L’état de son moral empire quand Bowie, en pleine tournée américaine, profite de quelques jours off pour se consacrer au mixage de Raw Power. Aujourd’hui, Iggy admet que le mix de Bowie était sans doute le meilleur dans les circonstances de l’époque. Sauf que lui et les autres Stooges ne trouvèrent pas de mots assez durs pour le renier sur le moment. Scott Asheton transformera même son exemplaire en frisbee.
De là, les choses vont vraiment tourner vinaigre. Invité à présenter l’album en avant-première sur une radio de Detroit, Iggy se déshabille et se met à se masturber en direct en commentant ses gestes : “Eh, je suis à poil et je me la touche.” Avant de quitter les studios, il séquestre Cherry Vanilla dans un ascenseur et tente de violer la future chanteuse, alors directrice du marketing chez MainMan.
[attachment id=298]Quand, en mai 1973, Raw Power sort enfin, le groupe est à nouveau un cas désespéré. Tony DeFries, apprenant qu’Iggy et les boys se shootent près de la piscine de la maison qu’il leur loue, résilie leur contrat. Le groupe tente de sauver la mise en organisant une tournée. Mais lors de leur passage au Max’s Kansas City, à New York, Iggy est expédié aux urgences après s’être entaillé le ventre avec un tesson de bouteille.
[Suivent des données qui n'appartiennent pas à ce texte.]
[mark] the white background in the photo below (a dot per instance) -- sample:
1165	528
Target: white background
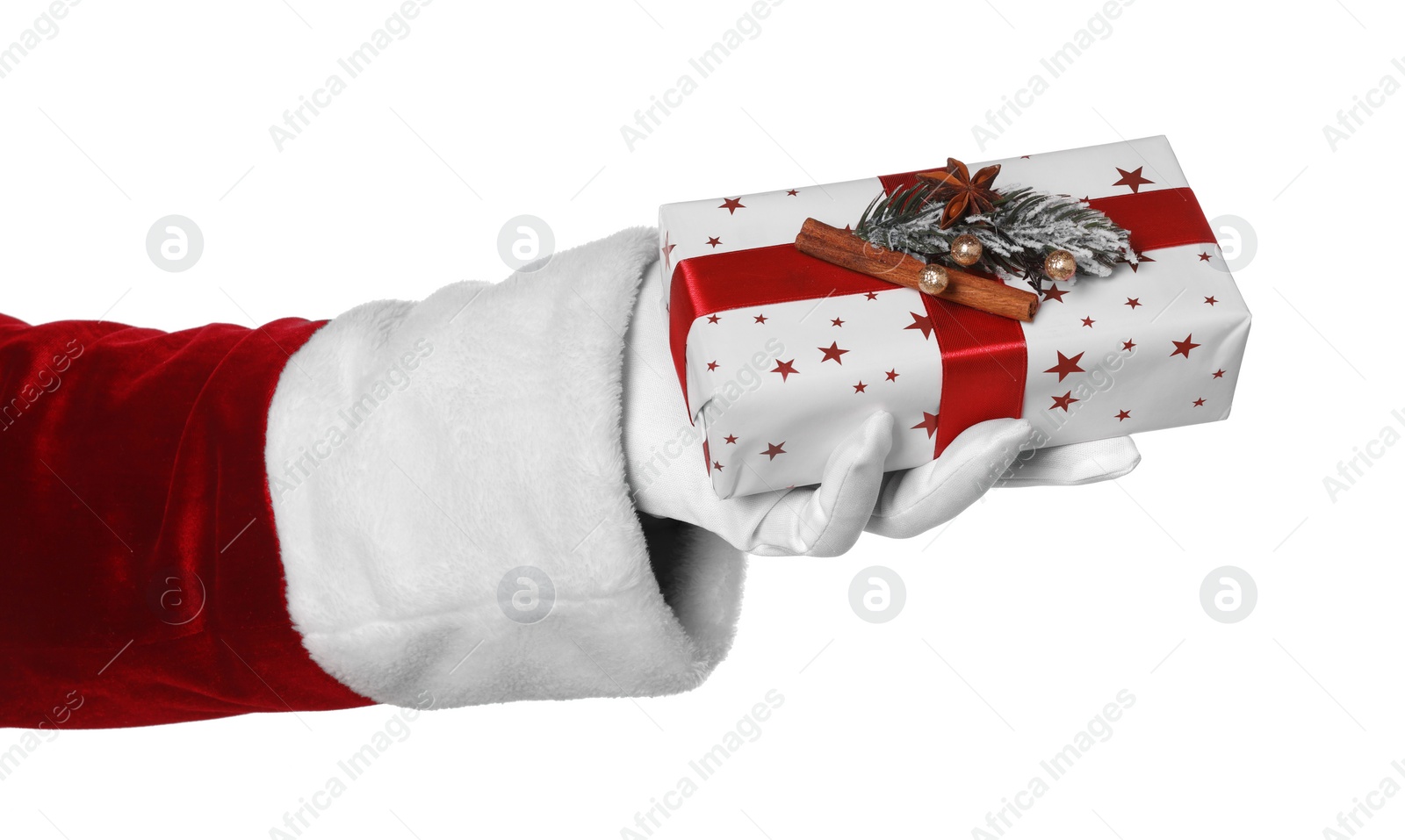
1023	617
N’ayant plus les moyens de se payer de l’héroïne, il passe aux antidépresseurs et se met à picoler. La tournée est rebaptisée le “Vodka Tour”. Quelques mois plus tard, il est hospitalisé dans un établissement psychiatrique pour troubles mentaux. Raw Power, après avoir péniblement atteint la 82e place des hit-parades US, finit dans les bacs à soldes. Aujourd’hui, il est considéré comme un classique, la pierre de Rosette du punk.
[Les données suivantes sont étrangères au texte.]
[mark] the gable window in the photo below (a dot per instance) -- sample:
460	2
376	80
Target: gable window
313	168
En 2010, trente-six ans plus tard, les Stooges reviennent savourer leur revanche, malgré la mort de Ron Asheton en 2009. Le 15 mars dernier, ils ont été intronisés au Rock and Roll Hall of Fame. Fait Chevalier des Arts et des Lettres en 2003, Iggy ne risque plus d’ébrécher sa légende d’Attila du rock en entrant au panthéon du genre. Aucune histoire n’illustre mieux que la sienne ce magnifique dédain à l’égard de la réussite sociale, cette antivertu au nom de laquelle tout rockeur digne de ce nom préfère toujours la vie à l’extrême à la conduite en esclave.
Lors de la cérémonie, après les remerciements d’usage, il a chanté quelques mesures d’I Wanna Be Your Dog. Le corps du chanteur, jadis affûté et souple comme une épée, s’est alourdi. Sa peau s’est parcheminée malgré les saillies d’une musculature longtemps sculptée en salle de sport. Une opération de la hanche l’oblige à porter une semelle compensée et à courir de guingois.
Mais il est vivant et c’est un miracle. A 63 ans, il a l’air d’un vieux gladiateur, ou d’un vieux catcheur dont on se demande ce qui le pousse encore à relever le défi de l’arène. Avec ses longs cheveux blonds et filasses, il offre une réplique quasi mimétique au Mickey Rourke de The Wrestler. Son visage, sillonné de rides, passe sans cesse d’une expression de martyr à celle d’un vieux beau gosse se la coulant douce à Miami. Anticipant sans doute son avènement, Flaubert écrivit un jour : “La race des gladiateurs n’est pas morte. Comment le serait- elle ? Tout artiste en est un qui amuse le public avec ses agonies.”